Sunday, March 16, 2003

Part 5: Meeting Ms. Maya

Once I had made my big decision (to clean or not to clean, that had been the question), I went about executing it. I swept all the rubbish into the corner where the termite mound was located and cleared some habitable space for myself. It took me over an hour but it was not physically exhausting. Just tedious. Then I entered my version of hell - the terrible toilet and went about cleaning a bucket and broken mug in it. I also poured lots of water all over the place to clean it up, since I had no brush or other implements, to do the kind of job that really needed to be done. It occurred to me that things could have been a lot worse in a dozen different ways, and that I should be grateful for being spared a higher level of difficulty. For instance, what if there had been no water in the tap? Having grown up in parts of India where water is rationed, I was well aware that 24-hour water supply is only a dream for many people. At the end of it, I washed myself and then returned to the room.

Using newspaper sheets to cover the ground and some of my clean clothes (the change I had brought along) for a pillow, I laid down and prepared to sleep. My earlier feelings of inadequacy were gone and in their place now was a quiet pride. I had done it! Old Mr. Ego rearing his head again in a different guise: the hurt hen had morphed into a confident rooster. What a transformation in my attitude and outlook an hour of working had wrought! This had to be Maya (illusion). As I lay there musing, I noticed that I was starting to get attached to the very same room I considered to be a dung-heap not so long ago. Starting to think of it as "my room" even. The termite mound was still there in the corner but some of the cobwebs in my mind had cleared.

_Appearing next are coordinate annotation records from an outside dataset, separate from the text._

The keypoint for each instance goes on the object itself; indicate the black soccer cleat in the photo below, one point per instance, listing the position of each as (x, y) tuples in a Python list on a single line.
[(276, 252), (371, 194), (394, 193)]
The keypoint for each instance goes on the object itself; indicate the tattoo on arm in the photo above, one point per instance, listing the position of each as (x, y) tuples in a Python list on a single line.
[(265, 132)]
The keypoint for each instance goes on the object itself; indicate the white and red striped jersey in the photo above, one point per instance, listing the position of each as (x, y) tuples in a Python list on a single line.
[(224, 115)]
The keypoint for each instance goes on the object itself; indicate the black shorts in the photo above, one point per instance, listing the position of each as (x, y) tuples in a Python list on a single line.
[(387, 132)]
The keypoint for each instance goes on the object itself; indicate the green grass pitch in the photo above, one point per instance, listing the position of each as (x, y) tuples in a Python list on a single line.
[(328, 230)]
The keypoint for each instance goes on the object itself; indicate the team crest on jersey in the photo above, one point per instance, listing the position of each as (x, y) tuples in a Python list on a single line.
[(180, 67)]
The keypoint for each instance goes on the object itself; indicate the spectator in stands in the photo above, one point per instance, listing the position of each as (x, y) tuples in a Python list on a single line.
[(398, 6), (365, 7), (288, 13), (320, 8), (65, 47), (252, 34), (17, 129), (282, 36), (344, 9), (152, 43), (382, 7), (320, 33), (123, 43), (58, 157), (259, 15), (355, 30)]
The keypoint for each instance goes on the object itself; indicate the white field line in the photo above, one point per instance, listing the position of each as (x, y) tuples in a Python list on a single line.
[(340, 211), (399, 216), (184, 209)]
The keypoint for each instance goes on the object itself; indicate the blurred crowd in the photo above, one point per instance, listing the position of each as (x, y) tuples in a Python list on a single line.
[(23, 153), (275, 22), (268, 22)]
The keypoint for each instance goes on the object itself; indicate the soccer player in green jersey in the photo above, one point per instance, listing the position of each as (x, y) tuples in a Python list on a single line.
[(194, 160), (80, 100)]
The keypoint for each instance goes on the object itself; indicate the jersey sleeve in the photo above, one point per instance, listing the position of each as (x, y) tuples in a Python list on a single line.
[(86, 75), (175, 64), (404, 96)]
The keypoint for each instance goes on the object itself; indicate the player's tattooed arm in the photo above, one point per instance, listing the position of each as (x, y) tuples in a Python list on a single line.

I went over all that had happened so far, in my mind, with a view to uncovering any lessons that might be embedded in my experience. The main theme that came to mind was: Talk is cheap; action is what counts. As I explained earlier, I have often made much of my being a sadhak around the house. Most of the time when I talk up my sadhana in this manner, I am kidding, but I now realized that there was something rotten at the core of my humour. It was really the ego, masquerading as humour, that had encrusted around the seed crystal of my pride in renunciation, my pride in being more spiritual than those around me. I guessed that while I had been cleaning my room and toilet, Amma had been doing the same with the toilet in my mind which, as far as I knew then, had never been cleaned before.

I also felt, at some level, that none of what had been happening in my life in the run up to this visit to Amritapuri was an accident. I had a strong sense then, which reappears from time to time, that the seemingly chaotic events in my life were all part of a deterministic scheme, a plan. Of course, it was also abundantly clear that I was several yugas (eons) away from figuring out what that plan might be. With these thoughts and others, I dozed off, imagining my head placed at Her feet, as is my normal practice.